Among other measures, the country is setting up new oxygen plants, diverting oxygen from industrial use, and using special trains to transport medical oxygen and oxygen cylinders across the country, said Modi.
The government is also accelerating its vaccination campaign to cover more people quickly. From May 1, everyone above the age of 18 is eligible for inoculation. It is also allowing industries to carry out vaccinations for their employees and families, while foreign vaccines will be imported if there is an urgent demand.
During video conferencing on Tuesday, Modi urged the country's vaccine producers to scale up production capacity so that all Indians could be immunized “in the shortest possible time”.
In a statement, the country’s leading vaccine manufacturer Serum Institute of India Pvt.

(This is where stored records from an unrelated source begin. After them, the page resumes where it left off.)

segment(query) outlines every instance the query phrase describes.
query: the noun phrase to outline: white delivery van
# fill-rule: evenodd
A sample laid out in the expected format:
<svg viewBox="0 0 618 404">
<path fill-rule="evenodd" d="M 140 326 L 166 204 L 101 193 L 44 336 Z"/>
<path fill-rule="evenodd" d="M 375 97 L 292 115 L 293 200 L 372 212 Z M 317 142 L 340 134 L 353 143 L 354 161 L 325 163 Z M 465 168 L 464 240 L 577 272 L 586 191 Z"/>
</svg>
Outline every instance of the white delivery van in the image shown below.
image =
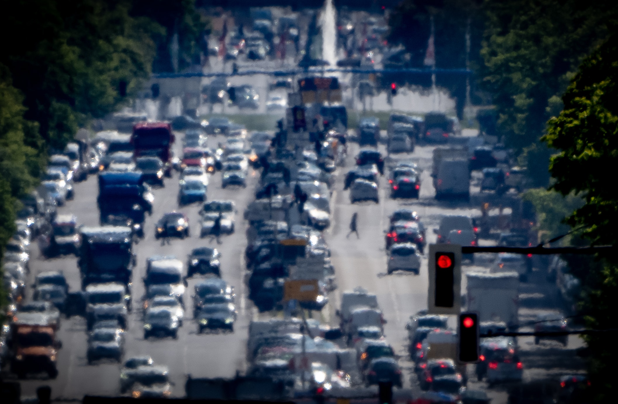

Ltd. (SII) said, “For the next two months, we will address the limited capacity by scaling up the vaccine production.
It added that half of its capacities will be devoted to the federal government's vaccination program, while the other half will be for state governments and private hospitals.
Serum also announced that SII’s Covishield vaccine will be made available in the retail market too in about four-to-five months.
Recently, the company blamed US export restrictions on the raw materials for making vaccines for slowing down production.
On Tuesday, the government waived the import duty on antiviral drug Remdesivir's active pharmaceutical ingredients (API) and raw materials to make the drug affordable and widely available following a mad rush for it, which sent prices spiraling in the black market.
“This should increase supply and reduce cost thus providing relief to patients,” tweeted Piyush Goyal, the minister of commerce and industry on Tuesday.
Among the corporates lending a helping hand to the government is steel producer Jindal Steel & Power Ltd. On Wednesday, it said it would provide more than 500 tons of liquid oxygen from its available stocks.
Another Indian conglomerate Tata Group said it is importing 24 cryogenic containers to transport liquid oxygen to help ease the oxygen shortage in the country.
MG Motor India, a fully-owned subsidiary of China’s largest carmaker SAIC Motor Corp., said it has partnered with a local producer to boost the production of medical oxygen.
According to rating agency Crisil, the demand for medical oxygen has shot up multiple times in the second week of April when the second wave reared its ugly head with 200,000 cases compared to pre-pandemic times.
Emphasizing that saving livelihoods as well as lives are both important, Prime Minister Modi has appealed to state governments to persuade migrant workers not to flee cities placed under lockdowns as this would not only affect their own livelihood but also businesses. After all, the workers would get vaccinated too regardless of their job location, said Modi.
Industry bodies such as the Federation of Indian Chambers of Commerce and Industry (FICCI) and the Confederation of Indian Industry (CII) have welcomed the prime minister's exhortation, saying it provided a much needed and clear direction amid the current atmosphere of confusion and fear.
FICCI president Uday Shankar said Modi’s appeal to states to enforce lockdown only as a last resort is assuring.
Agreeing, Chandrajit Banerjee, director general of CII, said small and medium enterprises would prefer the micro-containment approach to a total state lockdown which could hit their business more drastically.
However, the county’s leading two-wheeler manufacturer, Hero MotoCorp Ltd., has decided to halt operations temporarily at all of its facilities across the country in view of the escalating spread of the pandemic, which saw daily infections soaring from 20,000 in January to 200,000 in mid-April.
"We never thought a second wave would hit us so hard," said Kiran Mazumdar Shaw, executive chairman of the healthcare firm Biocon & Biocon Biologics.
Writing in the Economic Times, he said, "Complacency led to unanticipated shortages of medicines, medical supplies and hospital beds."